# Proof of an Inversion of the Mean Value Theorem

• Nov 28th 2011, 08:22 PM
limddavid
Proof of an Inversion of the Mean Value Theorem
Question:

Let f:[a,b]-> R be a continuous function on the closed interval [a,b] and differentiable on the open interval (a,b). Show that for any c in (a,b) that is not a point of maximum of minimum for f', there exist $\displaystyle x_1,x_2$ in (a,b) such that:

$\displaystyle f'(c)=\frac{f(x_2)-f(x_1)}{x_2-x_1}$

This seems so matter-of-fact to me, and I know it's simply a sort of inversion of the Mean value Theorem, but I can't see how I would approach this. It looked really easy at first sight, but I'm lost..

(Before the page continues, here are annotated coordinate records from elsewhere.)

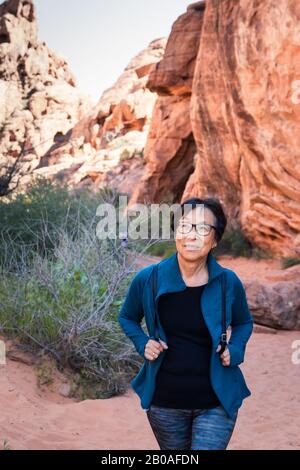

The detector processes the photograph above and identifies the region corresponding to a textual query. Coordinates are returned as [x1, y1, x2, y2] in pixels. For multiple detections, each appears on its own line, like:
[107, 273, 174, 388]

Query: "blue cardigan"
[118, 252, 253, 418]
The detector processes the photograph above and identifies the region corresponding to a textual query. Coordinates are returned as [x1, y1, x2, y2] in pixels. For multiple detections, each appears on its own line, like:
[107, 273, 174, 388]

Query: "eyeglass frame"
[176, 222, 217, 237]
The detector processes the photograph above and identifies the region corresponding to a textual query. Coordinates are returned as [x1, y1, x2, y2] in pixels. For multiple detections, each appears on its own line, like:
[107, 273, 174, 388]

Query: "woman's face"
[175, 206, 217, 261]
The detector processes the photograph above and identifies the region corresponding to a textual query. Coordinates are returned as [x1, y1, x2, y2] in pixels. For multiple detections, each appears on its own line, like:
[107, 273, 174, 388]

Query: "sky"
[34, 0, 194, 102]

All I know is that if there's an interval (x1,x2), there is at least one point such that the derivative at that point is equal to $\displaystyle \frac{f(x_2)-f(x_1)}{x_2-x_1}$. (Mean Value Theorem). But I feel like it's not applicable in this proof..

• Nov 30th 2011, 12:16 AM
Opalg
Re: Proof of an Inversion of the Mean Value Theorem
Quote:

Originally Posted by limddavid
Question:

Let f:[a,b]-> R be a continuous function on the closed interval [a,b] and differentiable on the open interval (a,b). Show that for any c in (a,b) that is not a point of maximum of minimum for f', there exist $\displaystyle x_1,x_2$ in (a,b) such that:

$\displaystyle f'(c)=\frac{f(x_2)-f(x_1)}{x_2-x_1}$

This seems so matter-of-fact to me, and I know it's simply a sort of inversion of the Mean value Theorem, but I can't see how I would approach this. It looked really easy at first sight, but I'm lost..

You're right, this seems to be harder than it looks. Here's an outline solution.

Define a new function g on the interval [a,b] by $\displaystyle g(x) = f(x) - f'(c)(x-c).$ Then g is also continuous on [a,b] and differentiable on (a,b). If there are two distinct points $\displaystyle x_1,x_2$ in [a,b] with $\displaystyle g(x_1) = g(x_2)$ then $\displaystyle \frac{f(x_2)-f(x_1)}{x_2-x_1} = f'(c)$, as required.

Suppose that there do not exist two such points, so that g takes each of its values only once. In other words, g is an injective function on the interval [a,b]. Use the intermediate value theorem to deduce that g must be a monotone function on the interval. It then follows that g'(x) must always have the same sign (either $\displaystyle g'(x)\geqslant0$ for all x in [a,b], or $\displaystyle g'(x)\leqslant0$ for all x in [a,b]). But $\displaystyle g'(c) = 0$, which means that g' has either a maximum or a minimum at c, and hence so does f' (because g' and f' only differ by a constant).

Taking the contrapositive, it follows that if f' does not have a max or a min at c, then points $\displaystyle x_1,x_2$ with the desired property must exist.